Differential Diagnosis for a Large Firm Growing Mass on Left Upper Back Near Neck/Shoulder
Single Most Likely Diagnosis
- Lipoma: A benign tumor composed of fat tissue, which can grow to be quite large and is often found in the subcutaneous tissue. The location near the neck/shoulder and the description of the mass as firm and growing could align with a lipoma, especially if it has been present for some time and has recently increased in size.
Other Likely Diagnoses
- Cyst: Such as a sebaceous cyst or an epidermoid cyst, which can grow and become firm, especially if they become inflamed or infected.
- Fibroma: A benign tumor of fibrous connective tissue, which can present as a firm, growing mass.
- Hematoma or Seroma: Although less likely if the mass has been growing over time without a history of trauma, a hematoma (collection of blood outside of blood vessels) or seroma (collection of fluid) could present as a firm mass if it becomes organized and fibrotic over time.
Do Not Miss Diagnoses
- Malignant Tumor: Such as a Sarcoma (e.g., liposarcoma, fibrosarcoma) or a Metastatic Tumor from another primary site. Although less common, these diagnoses are critical to rule out due to their potential for serious morbidity and mortality.
- Infected or Inflamed Lesion: An Abscess or a Cellulitis that has become localized and firm could mimic a growing mass, especially if there's an underlying cause like an infected cyst or foreign body.
- Lymphoma: Although more commonly associated with lymph node enlargement, certain types of lymphoma could present with a mass in this location.
Rare Diagnoses
- Neurofibroma: A benign nerve sheath tumor that can occur anywhere in the body, including the neck and shoulder region, and can grow to be quite large.

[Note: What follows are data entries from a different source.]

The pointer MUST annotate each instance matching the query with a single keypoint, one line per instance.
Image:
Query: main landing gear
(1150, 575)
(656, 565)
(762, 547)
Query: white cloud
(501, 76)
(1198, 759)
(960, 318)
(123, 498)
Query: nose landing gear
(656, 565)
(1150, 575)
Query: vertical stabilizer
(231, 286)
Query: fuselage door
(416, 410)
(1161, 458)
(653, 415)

- Desmoid Tumor: A rare, benign but locally aggressive tumor that can occur in any part of the body, including the neck and shoulder area.

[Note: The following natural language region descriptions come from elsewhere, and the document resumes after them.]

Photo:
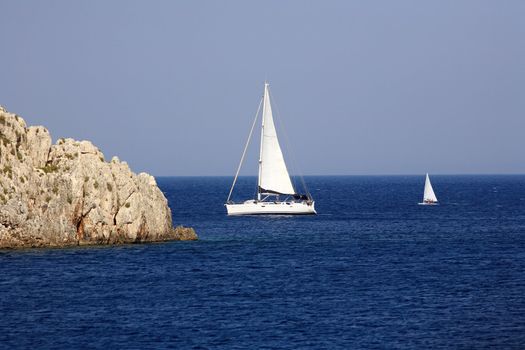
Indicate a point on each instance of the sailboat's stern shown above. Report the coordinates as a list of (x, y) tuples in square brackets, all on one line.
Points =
[(253, 207)]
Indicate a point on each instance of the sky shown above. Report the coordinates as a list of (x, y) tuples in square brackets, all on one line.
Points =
[(360, 87)]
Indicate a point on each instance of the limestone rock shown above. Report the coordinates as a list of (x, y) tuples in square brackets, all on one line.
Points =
[(67, 194)]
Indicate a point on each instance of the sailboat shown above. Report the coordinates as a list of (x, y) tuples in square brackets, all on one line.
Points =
[(275, 191), (429, 197)]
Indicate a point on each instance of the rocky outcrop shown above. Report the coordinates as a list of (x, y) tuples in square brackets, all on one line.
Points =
[(67, 194)]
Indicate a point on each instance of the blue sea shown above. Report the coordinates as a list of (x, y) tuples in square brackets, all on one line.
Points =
[(372, 270)]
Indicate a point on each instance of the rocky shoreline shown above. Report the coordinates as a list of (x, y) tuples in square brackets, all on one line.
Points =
[(67, 194)]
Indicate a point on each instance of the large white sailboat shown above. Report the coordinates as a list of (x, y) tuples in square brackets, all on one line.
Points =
[(275, 191), (429, 197)]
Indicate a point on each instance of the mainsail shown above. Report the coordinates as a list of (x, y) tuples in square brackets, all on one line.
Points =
[(273, 175), (429, 195)]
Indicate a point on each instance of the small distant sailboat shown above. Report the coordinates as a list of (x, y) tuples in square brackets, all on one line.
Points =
[(273, 180), (429, 197)]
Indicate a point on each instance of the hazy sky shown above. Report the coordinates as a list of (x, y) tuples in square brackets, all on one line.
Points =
[(362, 87)]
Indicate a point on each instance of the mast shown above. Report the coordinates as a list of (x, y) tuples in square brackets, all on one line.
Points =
[(265, 95)]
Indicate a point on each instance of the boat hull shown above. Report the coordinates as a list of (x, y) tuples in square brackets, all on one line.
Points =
[(271, 208)]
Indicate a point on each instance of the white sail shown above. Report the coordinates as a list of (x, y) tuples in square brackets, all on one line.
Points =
[(429, 195), (273, 175)]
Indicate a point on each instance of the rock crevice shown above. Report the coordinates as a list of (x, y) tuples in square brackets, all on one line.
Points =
[(66, 193)]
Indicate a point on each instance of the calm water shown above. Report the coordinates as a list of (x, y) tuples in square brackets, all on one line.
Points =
[(373, 270)]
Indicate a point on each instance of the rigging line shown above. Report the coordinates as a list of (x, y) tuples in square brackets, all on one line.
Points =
[(288, 146), (244, 152)]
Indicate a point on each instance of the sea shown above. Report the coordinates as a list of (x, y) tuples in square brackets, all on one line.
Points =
[(373, 270)]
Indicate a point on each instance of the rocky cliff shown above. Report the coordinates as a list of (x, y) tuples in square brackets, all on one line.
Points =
[(67, 194)]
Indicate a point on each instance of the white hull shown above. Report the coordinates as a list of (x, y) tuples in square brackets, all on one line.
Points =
[(252, 207)]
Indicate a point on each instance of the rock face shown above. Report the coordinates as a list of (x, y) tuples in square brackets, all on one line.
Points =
[(67, 194)]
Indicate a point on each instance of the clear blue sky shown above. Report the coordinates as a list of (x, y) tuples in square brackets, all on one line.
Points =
[(362, 87)]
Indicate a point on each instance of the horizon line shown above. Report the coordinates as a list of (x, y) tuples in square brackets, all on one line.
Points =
[(341, 175)]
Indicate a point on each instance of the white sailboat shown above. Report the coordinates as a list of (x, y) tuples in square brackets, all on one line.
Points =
[(273, 182), (429, 197)]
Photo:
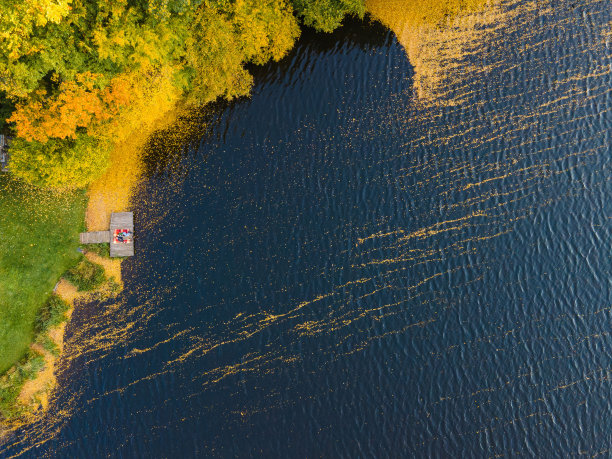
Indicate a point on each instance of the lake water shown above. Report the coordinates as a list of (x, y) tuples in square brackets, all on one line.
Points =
[(335, 268)]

- Pilomatrixoma: A rare, benign skin tumor that originates from the hair follicle matrix and can present as a firm, growing mass.
Each of these diagnoses would require a thorough clinical evaluation, including history, physical examination, and potentially imaging studies (like MRI or CT scans) and biopsy for definitive diagnosis. The ICD code would depend on the final diagnosis after these evaluations.